Vu la lettre recommandée du 23 novembre 2010 par laquelle le docteur … est informé quant à l'objet de la requête émanant du Collège médical ainsi que sur l'intention du soussigné de procéder à la suspension de l'autorisation d'exercer la profession de … ;

Vu la prise de position écrite du conseil du docteur … émise en date du 3 décembre 2010 à l'égard de la lettre recommandée précitée;

Vu la loi modifiée du 29 avril 1983 concernant l'exercice des professions de médecin, de médecin-dentiste et de médecin-vétérinaire, et notamment les articles 16 et 8;

Considérant que les différents documents ayant composé le courrier du 21 octobre 2010, et qui furent envoyés sous forme de télécopie au Collège médical par le docteur …, laissent supposer tant par leur nature et par leur contenu que par leur forme que le médecin précité souffre d'un état de confusion;

Considérant que le résultat de l'entrevue du Collège médical avec le docteur … du 27 octobre 2010 conforte les inquiétudes tirées par ledit collège de la lecture du courrier visé ci-dessus;

Considérant que dans ces conditions :

- la poursuite de l'exercice professionnel du docteur … risque d'exposer la santé ou la sécurité des patients ou de tiers à un dommage grave;

- le docteur … ne remplit plus les conditions de santé psychique nécessaires à l'exercice de la profession de … ;

Considérant qu'il y a péril en la demeure au sens de l'article 16, paragraphe (2) de la loi modifiée du 29 avril 1983 précitée;

Arrête:

Art. 1er : L'autorisation d'exercer la profession de médecin en qualité de …, accordée en date du 22 décembre 1988 à M. le Dr …, demeurant à …, est suspendue pour la durée de trois mois avec effet immédiat.

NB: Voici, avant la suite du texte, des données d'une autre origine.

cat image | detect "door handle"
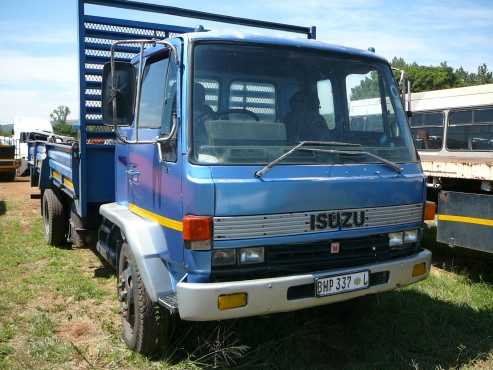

Art. 2 : La reprise de l'activité professionnelle de M. le Dr … est subordonnée à la constatation de l'aptitude de l'intéressé par une expertise. Cette expertise sera effectuée dans le mois qui précède l'expiration de la suspension ; ceci dans les conditions de l'article 16, paragraphe (1) de la loi modifiée du 29 avril 1983 concernant l'exercice des professions de médecin, de médecin-dentiste et de médecin-vétérinaire.

Art. 3 : Le présent arrêté est communiqué sous pli recommandé à M. le Dr … pour exécution.

Une copie en est adressée pour information et gouverne à Monsieur le Président du Collège médical, à Madame le Directeur de la Santé et à Monsieur le Président de la Caisse Nationale de Santé. » Par requête déposée au greffe du tribunal administratif le 14 décembre 2010, le docteur … a introduit un recours en réformation, sinon en annulation contre la décision ministérielle précitée du 10 décembre 2010.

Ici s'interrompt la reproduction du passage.